Tired feet. Happy eyes.

I spent two weeks in a city that lives and breathes design. I spent two weeks in and out of museums and galleries, walking for hours a day marveling at the sights around me. Everything was new. And everything was inspiring. I was at the London Design Festival. I’ve been back a week since and I’m still awed by everything I saw and heard.

What astonished me the most was that the festival really did celebrate design. Design as a large, diverse field, not limited to a few branches of it. I’ll admit, when I use the word design, I often think of it as just product design or graphic design. The London Design Festival erased all the boundaries between the various streams of design and celebrated it as something big. Something powerful. Something influential. And something that was everywhere.
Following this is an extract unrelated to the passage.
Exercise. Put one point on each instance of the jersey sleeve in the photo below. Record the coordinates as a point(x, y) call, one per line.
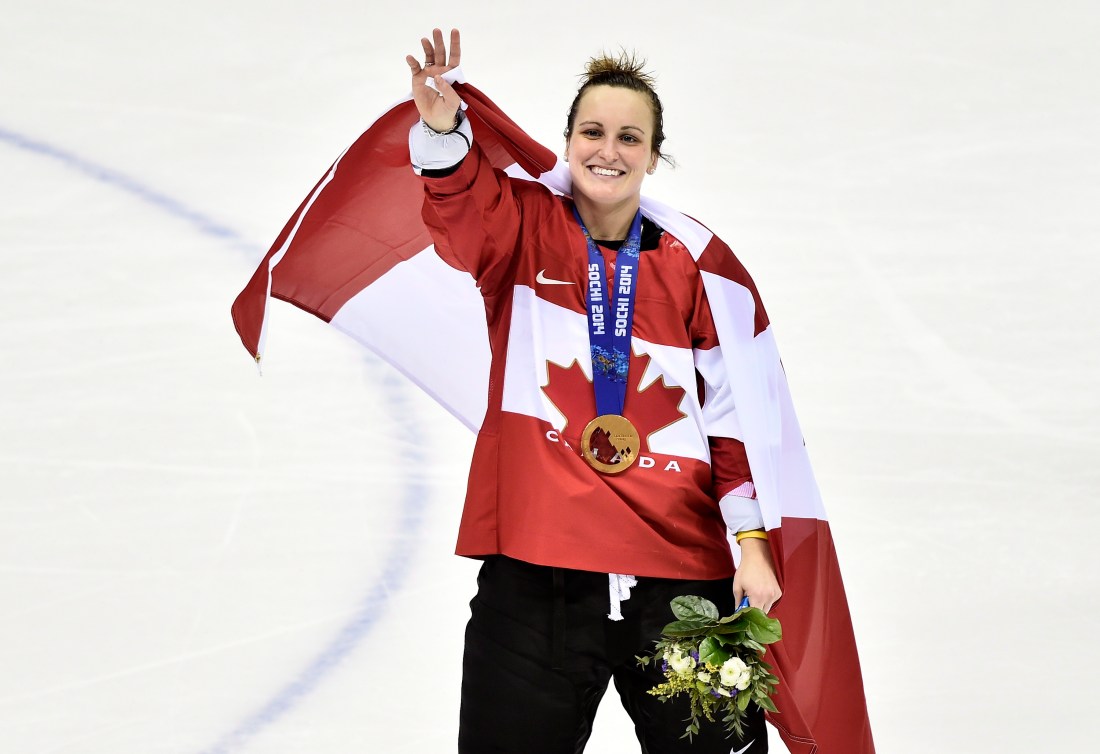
point(729, 463)
point(470, 208)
Over eight days that flew by faster than I would have liked, I admired fantastic examples of art, architecture, digital installations, clothing, furniture, jewelry, books, magazines, ceramics and so much more. I attended talks that addressed the usual design questions about process, ideation, inspiration and experimentation, but also subjects that are spoken about far less, like the role of women designers today or the way the profession of design has evolved. Very often, we hear of, read about and look at a few pieces of universally celebrated design that we use to define the word. What the London Design Festival did, was celebrate all kinds of design, a lot of which we think about so little. ‘Sweet Instruments of Desire’ for example, showcased cutlery that had been designed to transform the way we experience dessert! ‘Kitty and the Bulldog’ looked at fashion through a historic lens, exploring the evolution of Japanese Lolita styles and how it had been influenced by various cultures, cultural movements and designers over the years. Keiichi Matsuda’s installation, Prism celebrated the city of London through live projections of data.

You’ll never look at dessert the same way again

Sweet Lolita, Punk Lolita, Goth Lolita..who would’ve thought there was so much to this?

Each face of the installation has a graphic representation of live data feeds projected onto the surface.

I was a little shaken after the first two days of looking at such varied examples of design. My interpretation of the word seems so inadequate..so limited. So much I saw included things I hadn’t given much thought to: someone puts in decades of work to perfect the helmets Grand Prix drivers wear. Someone works all year round to develop surfaces that tile our apartments (seen at Tent London. I didn’t know tiles could be so exquisite) For a field that is so vast, and growing so rapidly in scope, so many of us define design by just a fraction of what it really is. Once I started taking all of this in, I couldn’t get enough. Everything around me became much more than what it was. I saw myself thinking about design differently. If I, as a designer, missed out so much when I thought about design, how irrelevant it must seem to non-designers. The London Design Festival made me look at design as hugely extensive and all-encompassing. And I could not be happier that it did.